This powerful research is proof that with the right support sex workers can conduct their own research and policy advocacy on topics that reflect their priorities. Se also Empowers video, Last Rescue in Siam.
‘Soon after we decided to do our research on anti trafficking in Thailand Empower was introduced to a human rights impact assessment tool that was developed in 2010 by the Netherlands human rights institution, Aim for Human Rights and the European anti-trafficking network La Strada International. The tool – The RighT Guide – provided us with an internationally recognized instrument to help us measure the human rights impact of anti-trafficking policy and practice.

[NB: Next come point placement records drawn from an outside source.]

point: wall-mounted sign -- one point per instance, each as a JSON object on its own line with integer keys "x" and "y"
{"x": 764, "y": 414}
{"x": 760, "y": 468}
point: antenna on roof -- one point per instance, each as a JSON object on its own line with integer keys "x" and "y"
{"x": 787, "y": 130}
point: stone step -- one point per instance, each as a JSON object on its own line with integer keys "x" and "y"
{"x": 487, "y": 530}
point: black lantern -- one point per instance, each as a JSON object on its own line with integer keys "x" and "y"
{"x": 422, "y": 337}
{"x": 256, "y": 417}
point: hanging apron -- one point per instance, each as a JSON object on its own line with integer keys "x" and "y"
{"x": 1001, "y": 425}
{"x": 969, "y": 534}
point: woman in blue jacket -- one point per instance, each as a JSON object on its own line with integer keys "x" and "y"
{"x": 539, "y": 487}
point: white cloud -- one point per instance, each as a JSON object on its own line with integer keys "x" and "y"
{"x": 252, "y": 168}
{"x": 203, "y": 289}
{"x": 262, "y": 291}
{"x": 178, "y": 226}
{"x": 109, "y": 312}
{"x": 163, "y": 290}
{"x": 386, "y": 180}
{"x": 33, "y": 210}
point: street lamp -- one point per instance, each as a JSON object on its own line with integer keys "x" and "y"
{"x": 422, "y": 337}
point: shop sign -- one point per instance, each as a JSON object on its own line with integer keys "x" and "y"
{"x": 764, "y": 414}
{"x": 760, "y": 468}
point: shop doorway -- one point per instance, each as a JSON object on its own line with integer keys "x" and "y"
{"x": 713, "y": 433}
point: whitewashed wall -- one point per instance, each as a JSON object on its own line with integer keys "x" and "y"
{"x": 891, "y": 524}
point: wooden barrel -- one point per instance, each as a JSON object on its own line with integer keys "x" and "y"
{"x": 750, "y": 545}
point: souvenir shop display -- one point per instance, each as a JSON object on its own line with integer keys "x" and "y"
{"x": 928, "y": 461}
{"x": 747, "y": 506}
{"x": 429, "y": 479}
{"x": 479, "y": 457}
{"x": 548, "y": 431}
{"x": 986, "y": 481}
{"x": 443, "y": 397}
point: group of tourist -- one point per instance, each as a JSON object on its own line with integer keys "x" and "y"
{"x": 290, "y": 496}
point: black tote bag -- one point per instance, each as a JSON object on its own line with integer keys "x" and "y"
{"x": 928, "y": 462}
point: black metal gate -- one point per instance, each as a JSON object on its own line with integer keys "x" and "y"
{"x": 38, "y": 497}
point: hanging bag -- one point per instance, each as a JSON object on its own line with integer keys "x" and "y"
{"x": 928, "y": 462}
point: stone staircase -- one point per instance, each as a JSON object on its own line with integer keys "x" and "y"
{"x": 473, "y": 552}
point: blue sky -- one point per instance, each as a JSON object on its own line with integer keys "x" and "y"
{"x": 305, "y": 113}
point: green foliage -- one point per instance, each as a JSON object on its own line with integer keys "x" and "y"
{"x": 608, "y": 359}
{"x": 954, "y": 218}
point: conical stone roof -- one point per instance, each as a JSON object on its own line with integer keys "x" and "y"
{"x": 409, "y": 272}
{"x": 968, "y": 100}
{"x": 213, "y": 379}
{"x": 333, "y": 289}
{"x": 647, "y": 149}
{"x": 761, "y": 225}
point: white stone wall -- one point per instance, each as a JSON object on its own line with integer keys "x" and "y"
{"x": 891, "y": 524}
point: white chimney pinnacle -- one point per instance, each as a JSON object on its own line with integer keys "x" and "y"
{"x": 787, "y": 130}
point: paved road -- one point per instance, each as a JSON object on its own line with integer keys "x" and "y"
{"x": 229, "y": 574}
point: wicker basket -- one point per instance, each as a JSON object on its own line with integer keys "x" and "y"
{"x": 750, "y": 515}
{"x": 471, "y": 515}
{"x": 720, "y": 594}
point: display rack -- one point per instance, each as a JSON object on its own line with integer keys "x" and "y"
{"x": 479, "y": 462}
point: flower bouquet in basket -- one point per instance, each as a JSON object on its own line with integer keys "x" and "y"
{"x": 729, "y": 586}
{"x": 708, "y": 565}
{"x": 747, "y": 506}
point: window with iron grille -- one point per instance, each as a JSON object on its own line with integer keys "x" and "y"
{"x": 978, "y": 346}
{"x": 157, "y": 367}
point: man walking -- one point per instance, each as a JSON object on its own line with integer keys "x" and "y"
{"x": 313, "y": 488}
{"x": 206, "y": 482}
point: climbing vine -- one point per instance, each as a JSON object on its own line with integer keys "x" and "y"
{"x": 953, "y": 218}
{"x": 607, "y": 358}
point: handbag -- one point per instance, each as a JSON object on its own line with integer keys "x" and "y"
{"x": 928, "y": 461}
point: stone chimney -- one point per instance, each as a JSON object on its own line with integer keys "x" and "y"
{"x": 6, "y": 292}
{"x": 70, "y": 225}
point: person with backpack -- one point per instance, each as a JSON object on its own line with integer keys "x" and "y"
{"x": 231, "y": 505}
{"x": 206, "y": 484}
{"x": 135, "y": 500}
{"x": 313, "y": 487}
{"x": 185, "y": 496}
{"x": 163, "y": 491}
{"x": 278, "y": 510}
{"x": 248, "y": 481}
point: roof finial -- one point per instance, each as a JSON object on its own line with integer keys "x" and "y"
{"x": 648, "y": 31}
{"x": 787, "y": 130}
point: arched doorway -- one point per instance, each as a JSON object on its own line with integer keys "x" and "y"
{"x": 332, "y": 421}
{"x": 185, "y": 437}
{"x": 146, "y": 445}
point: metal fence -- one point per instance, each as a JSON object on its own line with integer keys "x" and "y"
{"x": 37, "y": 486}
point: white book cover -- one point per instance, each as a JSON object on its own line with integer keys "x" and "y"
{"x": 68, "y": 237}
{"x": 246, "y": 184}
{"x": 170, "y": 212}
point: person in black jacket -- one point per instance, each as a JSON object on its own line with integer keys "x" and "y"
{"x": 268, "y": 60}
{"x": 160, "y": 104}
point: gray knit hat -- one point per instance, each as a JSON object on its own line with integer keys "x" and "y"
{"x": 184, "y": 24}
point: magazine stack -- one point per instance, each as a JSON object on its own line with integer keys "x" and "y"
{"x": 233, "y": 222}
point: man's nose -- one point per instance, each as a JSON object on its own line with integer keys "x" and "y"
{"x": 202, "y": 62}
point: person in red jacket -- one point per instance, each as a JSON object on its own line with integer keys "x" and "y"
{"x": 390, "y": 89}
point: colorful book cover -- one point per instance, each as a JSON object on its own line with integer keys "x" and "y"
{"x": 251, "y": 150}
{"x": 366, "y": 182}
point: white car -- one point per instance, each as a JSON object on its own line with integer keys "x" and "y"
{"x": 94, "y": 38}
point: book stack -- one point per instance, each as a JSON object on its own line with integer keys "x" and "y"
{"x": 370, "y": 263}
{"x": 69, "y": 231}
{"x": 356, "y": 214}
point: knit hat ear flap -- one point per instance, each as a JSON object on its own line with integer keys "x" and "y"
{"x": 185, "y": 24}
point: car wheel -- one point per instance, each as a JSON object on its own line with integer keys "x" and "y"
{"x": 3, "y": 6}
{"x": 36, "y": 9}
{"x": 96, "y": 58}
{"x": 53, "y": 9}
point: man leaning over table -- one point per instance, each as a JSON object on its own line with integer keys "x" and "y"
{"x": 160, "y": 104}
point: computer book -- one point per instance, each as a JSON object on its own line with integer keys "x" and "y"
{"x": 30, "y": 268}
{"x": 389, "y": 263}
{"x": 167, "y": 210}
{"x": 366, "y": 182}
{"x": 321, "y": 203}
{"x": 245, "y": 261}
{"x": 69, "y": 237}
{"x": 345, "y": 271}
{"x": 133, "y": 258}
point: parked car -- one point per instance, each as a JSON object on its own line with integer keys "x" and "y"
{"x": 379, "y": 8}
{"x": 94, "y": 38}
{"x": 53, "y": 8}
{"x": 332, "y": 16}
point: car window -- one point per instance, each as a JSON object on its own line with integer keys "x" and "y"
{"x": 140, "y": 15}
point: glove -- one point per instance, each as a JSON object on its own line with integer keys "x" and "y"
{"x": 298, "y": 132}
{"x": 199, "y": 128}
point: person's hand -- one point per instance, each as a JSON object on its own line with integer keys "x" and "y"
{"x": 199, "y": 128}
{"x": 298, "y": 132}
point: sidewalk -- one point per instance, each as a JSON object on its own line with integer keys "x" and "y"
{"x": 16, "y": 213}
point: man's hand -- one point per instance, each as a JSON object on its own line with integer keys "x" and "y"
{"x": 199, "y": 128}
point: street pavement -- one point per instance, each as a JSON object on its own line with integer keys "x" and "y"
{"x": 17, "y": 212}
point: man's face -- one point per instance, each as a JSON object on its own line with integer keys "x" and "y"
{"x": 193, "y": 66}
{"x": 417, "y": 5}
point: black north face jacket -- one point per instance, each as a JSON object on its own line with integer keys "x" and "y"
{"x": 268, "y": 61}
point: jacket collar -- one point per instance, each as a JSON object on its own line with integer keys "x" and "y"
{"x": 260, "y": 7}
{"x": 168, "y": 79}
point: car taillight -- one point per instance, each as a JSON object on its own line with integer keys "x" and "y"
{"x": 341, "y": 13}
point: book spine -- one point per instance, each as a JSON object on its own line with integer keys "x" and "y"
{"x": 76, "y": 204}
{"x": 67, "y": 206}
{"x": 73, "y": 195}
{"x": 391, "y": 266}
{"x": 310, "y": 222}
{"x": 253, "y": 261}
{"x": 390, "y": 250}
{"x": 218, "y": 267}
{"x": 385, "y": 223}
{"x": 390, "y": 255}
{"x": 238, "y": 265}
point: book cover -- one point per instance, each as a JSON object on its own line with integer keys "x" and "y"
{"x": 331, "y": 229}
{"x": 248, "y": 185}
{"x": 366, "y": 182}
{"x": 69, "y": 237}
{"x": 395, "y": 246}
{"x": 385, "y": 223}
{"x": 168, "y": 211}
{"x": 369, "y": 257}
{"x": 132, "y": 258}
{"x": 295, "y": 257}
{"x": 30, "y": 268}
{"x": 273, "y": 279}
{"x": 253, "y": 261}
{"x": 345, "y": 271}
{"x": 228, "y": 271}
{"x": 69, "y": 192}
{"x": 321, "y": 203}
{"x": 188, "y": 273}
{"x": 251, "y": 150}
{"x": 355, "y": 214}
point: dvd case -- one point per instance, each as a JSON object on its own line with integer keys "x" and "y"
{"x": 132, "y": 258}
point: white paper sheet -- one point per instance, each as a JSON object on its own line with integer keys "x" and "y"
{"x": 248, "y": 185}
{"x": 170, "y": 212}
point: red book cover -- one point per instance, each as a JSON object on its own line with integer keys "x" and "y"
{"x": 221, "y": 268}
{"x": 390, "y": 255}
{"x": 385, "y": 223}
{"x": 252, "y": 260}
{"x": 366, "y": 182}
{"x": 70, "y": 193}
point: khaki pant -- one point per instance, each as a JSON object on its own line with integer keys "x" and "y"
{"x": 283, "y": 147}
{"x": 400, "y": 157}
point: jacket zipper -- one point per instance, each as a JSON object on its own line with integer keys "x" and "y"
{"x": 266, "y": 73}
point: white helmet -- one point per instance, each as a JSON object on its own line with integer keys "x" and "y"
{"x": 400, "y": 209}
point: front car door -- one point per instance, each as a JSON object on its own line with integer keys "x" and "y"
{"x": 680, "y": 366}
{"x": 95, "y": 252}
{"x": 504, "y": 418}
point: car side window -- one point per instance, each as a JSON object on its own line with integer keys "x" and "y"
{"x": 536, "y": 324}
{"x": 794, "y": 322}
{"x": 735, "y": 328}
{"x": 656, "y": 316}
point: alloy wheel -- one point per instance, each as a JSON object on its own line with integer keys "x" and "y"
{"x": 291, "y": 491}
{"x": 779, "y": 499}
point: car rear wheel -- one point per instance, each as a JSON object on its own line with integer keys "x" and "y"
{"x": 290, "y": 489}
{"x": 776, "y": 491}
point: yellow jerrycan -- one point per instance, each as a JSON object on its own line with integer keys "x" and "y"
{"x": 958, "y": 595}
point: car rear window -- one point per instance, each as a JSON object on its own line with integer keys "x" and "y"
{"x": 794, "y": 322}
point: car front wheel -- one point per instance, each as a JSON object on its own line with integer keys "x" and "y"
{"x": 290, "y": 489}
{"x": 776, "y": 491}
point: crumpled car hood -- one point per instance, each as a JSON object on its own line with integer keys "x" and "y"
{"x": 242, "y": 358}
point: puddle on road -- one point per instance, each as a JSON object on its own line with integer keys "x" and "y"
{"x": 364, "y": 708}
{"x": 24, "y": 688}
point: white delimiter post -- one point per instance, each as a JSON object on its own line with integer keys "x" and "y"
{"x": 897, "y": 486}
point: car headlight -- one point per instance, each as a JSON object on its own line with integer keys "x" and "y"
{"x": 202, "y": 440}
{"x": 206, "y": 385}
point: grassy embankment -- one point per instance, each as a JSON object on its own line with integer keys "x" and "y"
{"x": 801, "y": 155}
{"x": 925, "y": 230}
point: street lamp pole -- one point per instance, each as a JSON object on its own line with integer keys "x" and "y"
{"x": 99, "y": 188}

Initially we imagined a small team of three or four women would make up the research team, undertaking interviews etc. working under the project name RATS-W. We thought the team would be comprised of two sex worker leaders, a legal advisor and someone with experience in research and documentation. However when we introduced the research idea at a project design and planning meeting of 90 sex workers held in Empower Nontaburi, it quickly became apparent that many more sex workers wanted to be directly involved. By the end of the research 206 Thai and migrant sex workers had become part of the RATS-W project; leading the research consultations, interviewing, giving expert testimony, investigating and undertaking the analysis and preliminary documentation. The 206 sex workers who worked on the project can be divided into 170 research partners; 36 research leaders coordinated by a research working team of four…. Our research partners in each centre had a wide range of relevant experiences. This included women who had been ‘rescued’ by mistake and detained for up to two years; women arrested and deported as a result of anti-trafficking raids; women who were currently in situations that fit the legal definition of human trafficking, if not the spirit; women who had been reluctant witnesses in trafficking court cases and women who really had been trafficked in the past…. A total of 30 women working in the sex industry were apprehended in these raids and faced the usual array of abuses and miscarriages of justice. Our research team and sex worker leaders from the areas involved documented the lived experience and impact on human rights of those who were involved in the raids and rescue. This process also included advocating for the rights of those apprehended as well as maintaining contact with the anti-trafficking NGO involved along with police, shelter staff and court officials. Empower also recorded the impact on families and supported them in their efforts to contact the women. The findings and evidence collected during this process have become a core part of our research.”